Internationalising our Universities: The case for a more interactive pedagogy in English Medium Instruction (EMI)
Invariably, when a university is ‘going international’ this involves teaching academic subjects such as Sciences through the medium of English. EMI is seen as the primary means by which universities achieve internationalisation.
There is now a substantial amount of research literature documenting the growth of EMI in universities around the world (Graddol 2006; Dafour and Guerrini 2009; Doiz et al 2013a; Kirkpatrick 2014; Wächter and Maiworm 2014). I have called this a “growing global phenomenon” (Dearden 2015).

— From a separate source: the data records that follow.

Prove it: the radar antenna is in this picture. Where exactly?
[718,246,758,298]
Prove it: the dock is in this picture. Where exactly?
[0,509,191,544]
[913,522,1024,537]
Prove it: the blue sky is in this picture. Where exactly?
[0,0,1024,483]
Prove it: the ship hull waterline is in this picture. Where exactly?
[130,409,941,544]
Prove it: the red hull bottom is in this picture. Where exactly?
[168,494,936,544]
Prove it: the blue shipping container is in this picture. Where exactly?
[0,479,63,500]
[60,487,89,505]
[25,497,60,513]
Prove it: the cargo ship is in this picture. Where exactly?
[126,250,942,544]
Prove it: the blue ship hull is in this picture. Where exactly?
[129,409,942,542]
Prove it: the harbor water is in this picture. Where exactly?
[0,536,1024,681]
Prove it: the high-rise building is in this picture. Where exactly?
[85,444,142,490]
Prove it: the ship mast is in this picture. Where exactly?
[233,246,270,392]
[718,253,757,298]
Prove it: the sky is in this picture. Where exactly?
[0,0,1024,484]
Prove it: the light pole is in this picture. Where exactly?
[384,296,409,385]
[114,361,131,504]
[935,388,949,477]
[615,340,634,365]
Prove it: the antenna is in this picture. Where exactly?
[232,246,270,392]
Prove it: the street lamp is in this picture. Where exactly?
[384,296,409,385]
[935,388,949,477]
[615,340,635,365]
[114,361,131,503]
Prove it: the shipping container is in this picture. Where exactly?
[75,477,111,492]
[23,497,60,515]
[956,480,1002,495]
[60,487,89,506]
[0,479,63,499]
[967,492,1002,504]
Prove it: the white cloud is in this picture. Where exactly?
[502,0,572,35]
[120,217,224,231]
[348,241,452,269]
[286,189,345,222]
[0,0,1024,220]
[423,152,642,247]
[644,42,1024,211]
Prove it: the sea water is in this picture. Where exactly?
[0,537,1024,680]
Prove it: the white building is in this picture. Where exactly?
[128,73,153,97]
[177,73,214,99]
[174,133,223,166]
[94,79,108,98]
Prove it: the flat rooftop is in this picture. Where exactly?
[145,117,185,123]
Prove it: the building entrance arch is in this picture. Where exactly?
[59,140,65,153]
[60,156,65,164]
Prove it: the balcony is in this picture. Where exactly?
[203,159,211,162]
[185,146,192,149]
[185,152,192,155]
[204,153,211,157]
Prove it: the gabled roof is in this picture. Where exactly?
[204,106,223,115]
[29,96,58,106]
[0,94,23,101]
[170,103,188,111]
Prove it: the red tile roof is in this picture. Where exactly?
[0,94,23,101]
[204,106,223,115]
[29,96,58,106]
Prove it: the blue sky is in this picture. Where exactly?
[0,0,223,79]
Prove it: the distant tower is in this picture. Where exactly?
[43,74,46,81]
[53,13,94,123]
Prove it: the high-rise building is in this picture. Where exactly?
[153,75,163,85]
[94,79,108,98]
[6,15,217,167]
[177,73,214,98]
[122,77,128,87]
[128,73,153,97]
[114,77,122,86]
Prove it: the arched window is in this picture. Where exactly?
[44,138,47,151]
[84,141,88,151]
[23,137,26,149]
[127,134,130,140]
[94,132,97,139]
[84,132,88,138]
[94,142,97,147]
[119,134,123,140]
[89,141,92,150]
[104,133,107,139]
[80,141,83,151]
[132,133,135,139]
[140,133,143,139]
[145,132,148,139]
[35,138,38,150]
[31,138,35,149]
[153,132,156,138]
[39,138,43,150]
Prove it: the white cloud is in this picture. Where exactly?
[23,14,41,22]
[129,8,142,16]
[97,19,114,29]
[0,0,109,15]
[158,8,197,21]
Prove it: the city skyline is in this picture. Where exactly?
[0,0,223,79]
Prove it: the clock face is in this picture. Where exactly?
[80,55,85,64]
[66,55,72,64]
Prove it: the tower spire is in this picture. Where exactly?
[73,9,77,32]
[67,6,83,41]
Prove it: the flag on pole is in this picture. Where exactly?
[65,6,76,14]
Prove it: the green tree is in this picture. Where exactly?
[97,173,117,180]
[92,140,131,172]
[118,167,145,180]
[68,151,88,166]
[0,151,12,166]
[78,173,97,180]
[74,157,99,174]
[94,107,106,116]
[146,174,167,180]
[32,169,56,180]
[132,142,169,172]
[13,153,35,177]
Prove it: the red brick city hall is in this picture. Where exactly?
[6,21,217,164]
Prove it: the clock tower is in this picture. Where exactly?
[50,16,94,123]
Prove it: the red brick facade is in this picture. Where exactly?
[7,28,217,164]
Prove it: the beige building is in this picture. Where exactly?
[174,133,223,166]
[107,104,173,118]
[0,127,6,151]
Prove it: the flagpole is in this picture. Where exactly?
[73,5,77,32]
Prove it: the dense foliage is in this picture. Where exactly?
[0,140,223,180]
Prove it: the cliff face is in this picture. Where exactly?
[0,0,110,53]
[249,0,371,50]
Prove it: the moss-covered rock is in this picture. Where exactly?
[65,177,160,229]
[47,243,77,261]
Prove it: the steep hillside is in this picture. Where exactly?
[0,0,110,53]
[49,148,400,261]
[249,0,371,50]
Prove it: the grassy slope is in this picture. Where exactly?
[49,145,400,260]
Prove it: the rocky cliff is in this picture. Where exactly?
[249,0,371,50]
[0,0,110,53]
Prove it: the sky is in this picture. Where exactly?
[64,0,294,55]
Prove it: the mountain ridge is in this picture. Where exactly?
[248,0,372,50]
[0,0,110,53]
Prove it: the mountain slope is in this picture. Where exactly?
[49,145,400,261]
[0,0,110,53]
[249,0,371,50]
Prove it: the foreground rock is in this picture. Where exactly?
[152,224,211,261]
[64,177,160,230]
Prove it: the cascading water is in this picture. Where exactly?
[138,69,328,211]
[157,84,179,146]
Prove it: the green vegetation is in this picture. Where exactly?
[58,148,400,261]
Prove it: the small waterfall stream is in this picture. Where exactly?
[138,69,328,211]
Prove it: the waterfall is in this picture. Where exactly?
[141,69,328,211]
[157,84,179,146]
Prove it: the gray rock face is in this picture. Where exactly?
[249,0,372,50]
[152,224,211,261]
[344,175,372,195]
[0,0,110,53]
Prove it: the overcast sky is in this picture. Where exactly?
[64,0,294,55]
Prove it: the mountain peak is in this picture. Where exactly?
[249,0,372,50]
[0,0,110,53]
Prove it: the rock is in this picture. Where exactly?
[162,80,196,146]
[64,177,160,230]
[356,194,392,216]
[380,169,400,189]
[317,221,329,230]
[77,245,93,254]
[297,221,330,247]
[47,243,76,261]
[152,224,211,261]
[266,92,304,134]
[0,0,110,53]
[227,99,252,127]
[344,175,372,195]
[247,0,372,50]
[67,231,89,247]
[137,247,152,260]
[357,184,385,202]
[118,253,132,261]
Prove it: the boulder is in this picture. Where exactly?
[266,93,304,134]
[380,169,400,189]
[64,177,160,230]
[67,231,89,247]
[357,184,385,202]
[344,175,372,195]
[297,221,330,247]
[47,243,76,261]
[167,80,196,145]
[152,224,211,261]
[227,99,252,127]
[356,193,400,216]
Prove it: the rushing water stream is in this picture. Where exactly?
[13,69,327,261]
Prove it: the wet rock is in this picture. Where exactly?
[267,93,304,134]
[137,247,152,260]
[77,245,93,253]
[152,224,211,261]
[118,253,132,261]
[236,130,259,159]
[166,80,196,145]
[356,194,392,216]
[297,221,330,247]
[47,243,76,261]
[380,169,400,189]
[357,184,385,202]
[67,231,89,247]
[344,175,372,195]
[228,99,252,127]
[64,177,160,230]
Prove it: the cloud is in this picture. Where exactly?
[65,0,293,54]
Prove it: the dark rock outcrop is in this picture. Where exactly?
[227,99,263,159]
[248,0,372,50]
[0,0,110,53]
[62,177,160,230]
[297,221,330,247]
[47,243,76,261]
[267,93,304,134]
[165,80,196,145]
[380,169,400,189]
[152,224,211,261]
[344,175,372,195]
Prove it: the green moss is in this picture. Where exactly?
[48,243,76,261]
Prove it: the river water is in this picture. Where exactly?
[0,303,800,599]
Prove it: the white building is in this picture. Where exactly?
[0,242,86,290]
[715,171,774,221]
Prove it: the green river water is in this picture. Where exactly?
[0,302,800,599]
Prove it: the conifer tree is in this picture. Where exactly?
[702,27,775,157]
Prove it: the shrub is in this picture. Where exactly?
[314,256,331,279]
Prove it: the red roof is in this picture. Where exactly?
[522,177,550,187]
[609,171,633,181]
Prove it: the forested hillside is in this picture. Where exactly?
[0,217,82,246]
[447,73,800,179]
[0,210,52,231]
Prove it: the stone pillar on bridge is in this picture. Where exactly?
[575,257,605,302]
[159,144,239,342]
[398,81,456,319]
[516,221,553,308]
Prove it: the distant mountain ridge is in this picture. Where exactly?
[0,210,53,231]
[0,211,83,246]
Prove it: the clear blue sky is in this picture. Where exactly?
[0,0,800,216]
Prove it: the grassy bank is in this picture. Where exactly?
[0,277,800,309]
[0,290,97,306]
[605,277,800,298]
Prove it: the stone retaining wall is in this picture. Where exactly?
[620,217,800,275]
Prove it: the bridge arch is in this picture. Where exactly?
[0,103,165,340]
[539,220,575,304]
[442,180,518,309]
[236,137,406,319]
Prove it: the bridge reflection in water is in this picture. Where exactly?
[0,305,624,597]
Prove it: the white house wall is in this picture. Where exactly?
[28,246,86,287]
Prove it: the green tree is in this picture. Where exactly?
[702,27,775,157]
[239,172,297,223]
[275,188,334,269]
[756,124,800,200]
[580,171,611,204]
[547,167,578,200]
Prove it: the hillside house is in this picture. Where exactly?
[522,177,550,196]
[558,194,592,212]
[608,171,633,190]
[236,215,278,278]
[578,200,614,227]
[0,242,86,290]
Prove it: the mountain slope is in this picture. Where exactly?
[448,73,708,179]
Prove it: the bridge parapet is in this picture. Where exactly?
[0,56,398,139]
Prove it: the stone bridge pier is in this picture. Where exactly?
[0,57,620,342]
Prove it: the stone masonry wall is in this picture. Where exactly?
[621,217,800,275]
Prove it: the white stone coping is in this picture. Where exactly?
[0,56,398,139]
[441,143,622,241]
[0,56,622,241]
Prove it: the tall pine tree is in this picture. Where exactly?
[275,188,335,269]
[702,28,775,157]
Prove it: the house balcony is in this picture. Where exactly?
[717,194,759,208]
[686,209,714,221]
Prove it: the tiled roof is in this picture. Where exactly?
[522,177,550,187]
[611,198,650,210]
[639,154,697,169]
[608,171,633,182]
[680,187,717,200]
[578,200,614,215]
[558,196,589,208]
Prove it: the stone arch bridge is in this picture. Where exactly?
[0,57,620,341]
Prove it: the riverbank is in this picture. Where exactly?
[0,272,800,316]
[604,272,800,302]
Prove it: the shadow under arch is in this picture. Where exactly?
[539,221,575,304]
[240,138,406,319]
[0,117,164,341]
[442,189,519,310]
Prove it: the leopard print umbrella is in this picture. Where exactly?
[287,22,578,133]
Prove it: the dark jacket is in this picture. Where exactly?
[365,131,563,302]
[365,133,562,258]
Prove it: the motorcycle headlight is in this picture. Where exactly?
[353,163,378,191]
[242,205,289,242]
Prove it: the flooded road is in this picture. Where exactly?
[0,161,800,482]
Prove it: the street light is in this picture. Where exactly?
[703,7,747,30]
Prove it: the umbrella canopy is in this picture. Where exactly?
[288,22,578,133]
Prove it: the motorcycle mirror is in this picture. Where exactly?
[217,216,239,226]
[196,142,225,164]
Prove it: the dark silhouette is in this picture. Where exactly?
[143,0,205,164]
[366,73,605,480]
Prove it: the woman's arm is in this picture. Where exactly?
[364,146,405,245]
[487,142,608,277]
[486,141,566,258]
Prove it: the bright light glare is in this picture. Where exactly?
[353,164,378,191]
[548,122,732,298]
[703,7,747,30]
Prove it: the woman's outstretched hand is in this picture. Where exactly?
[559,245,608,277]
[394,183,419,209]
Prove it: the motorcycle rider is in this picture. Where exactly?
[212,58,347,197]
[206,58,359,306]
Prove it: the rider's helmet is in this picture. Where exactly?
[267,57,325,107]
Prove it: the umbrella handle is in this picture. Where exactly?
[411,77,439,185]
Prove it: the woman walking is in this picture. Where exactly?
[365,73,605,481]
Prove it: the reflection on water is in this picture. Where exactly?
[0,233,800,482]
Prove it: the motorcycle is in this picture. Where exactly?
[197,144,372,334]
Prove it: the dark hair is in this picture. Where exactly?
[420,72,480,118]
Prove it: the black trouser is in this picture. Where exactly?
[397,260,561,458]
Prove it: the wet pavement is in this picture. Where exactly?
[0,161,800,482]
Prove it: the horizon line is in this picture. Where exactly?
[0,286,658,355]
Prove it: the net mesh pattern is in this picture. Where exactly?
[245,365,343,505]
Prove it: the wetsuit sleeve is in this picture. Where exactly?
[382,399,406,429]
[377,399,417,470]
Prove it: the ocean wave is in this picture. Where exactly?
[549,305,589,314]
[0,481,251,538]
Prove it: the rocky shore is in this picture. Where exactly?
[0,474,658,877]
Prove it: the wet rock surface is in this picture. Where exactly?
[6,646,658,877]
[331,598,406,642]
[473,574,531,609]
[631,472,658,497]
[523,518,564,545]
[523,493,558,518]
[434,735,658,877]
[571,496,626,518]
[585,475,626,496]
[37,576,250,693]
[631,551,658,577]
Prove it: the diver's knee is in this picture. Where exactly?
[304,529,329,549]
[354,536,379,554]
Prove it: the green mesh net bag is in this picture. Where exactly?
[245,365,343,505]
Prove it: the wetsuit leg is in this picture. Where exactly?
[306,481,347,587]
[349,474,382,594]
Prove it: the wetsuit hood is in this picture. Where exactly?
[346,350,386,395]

In this lecture/workshop we will explore why EMI academics who are working in an international HE environment may need to make some profound changes in their linguistic awareness and pedagogical skills: in an EMI world a monologic, teacher-led pedagogy will no longer be sufficient. We will discuss why the fact of teaching through EMI will bring with it the need for a more interactive pedagogy.
Julie Dearden – Bio
I am the Director of Oxford EMI, a teacher and a researcher in English Medium Instruction (EMI). After being the Director of International Programmes at Hertford College, Oxford for many years, I became the Senior Research Fellow in EMI at the Department of Education at the University of Oxford in 2013. At the Department of Education I established and ran The Centre for Research into EMI and teacher development programmes until 2016. In 2017 I established Oxford EMI Ltd, a training and consulting institution and we have provided EMI training courses and advice, based on research, to Higher Education Institutions around the world. I am very interested in what happens when universities internationalise as ‘going international’ invariably involves teaching academic subjects through the medium of English with the implication that the pedagogy needs to change. My publications include a report for the British Council, English as a Medium of Instruction: a Growing Global Phenomenon (2015) which is an overview of EMI in 55 countries. More recently I have co-written a systematic review based on 83 studies on EMI in Higher Education. In 2016 our research project in Turkey roused my particular interest in how English Language teachers and EMI academics might need to adapt and how they might work together (EMI in Turkish universities: Collaborative planning and student voices, 2016). In my recent publication The changing roles of EMI academics and English language specialists I propose that English teachers should play an increasingly important role in an EMI world. I have also written articles on teacher beliefs and attitudes in EMI (Higher Education Teachers’ Attitudes towards English Medium Instruction (2016) and EMI: Comparing teacher beliefs in secondary and tertiary education). I have been fortunate to travel widely speaking at conferences and training EMI academics in China, Brazil, Spain, France, Italy, Austria, Germany, Morocco, Russia and Japan and have had the pleasure of working with teachers from around the world here in Oxford.
Tom Spain – bio
I am a consultant, course writer and trainer at Oxford EMI Training. Over the last four years, I have written and taught EMI (English Medium Instruction) courses for lecturers in many countries and contexts around the world, including Holland, Belgium, Ukraine and Croatia in Europe, Morocco in North Africa and Pakistan, Vietnam and especially, China in Asia. In fact, this will be my seventh visit to China. Before coming to Oxford, I taught academics and students in Spain for over seventeen years while working at the University of Alcalá in Madrid. During that time, I co-authored the British Council’s Academic Teaching Excellence (ATE) course in collaboration with the Department of Education, University of Oxford. Having worked in Higher Education settings for many years, I have witnessed first-hand the growing impact of English on the sector for teachers, researchers, administrative staff and students. I am fascinated not only by the communication issues that arise, but also by the possibilities afforded in terms of people’s effectiveness as communicators, teachers and learners on an international stage.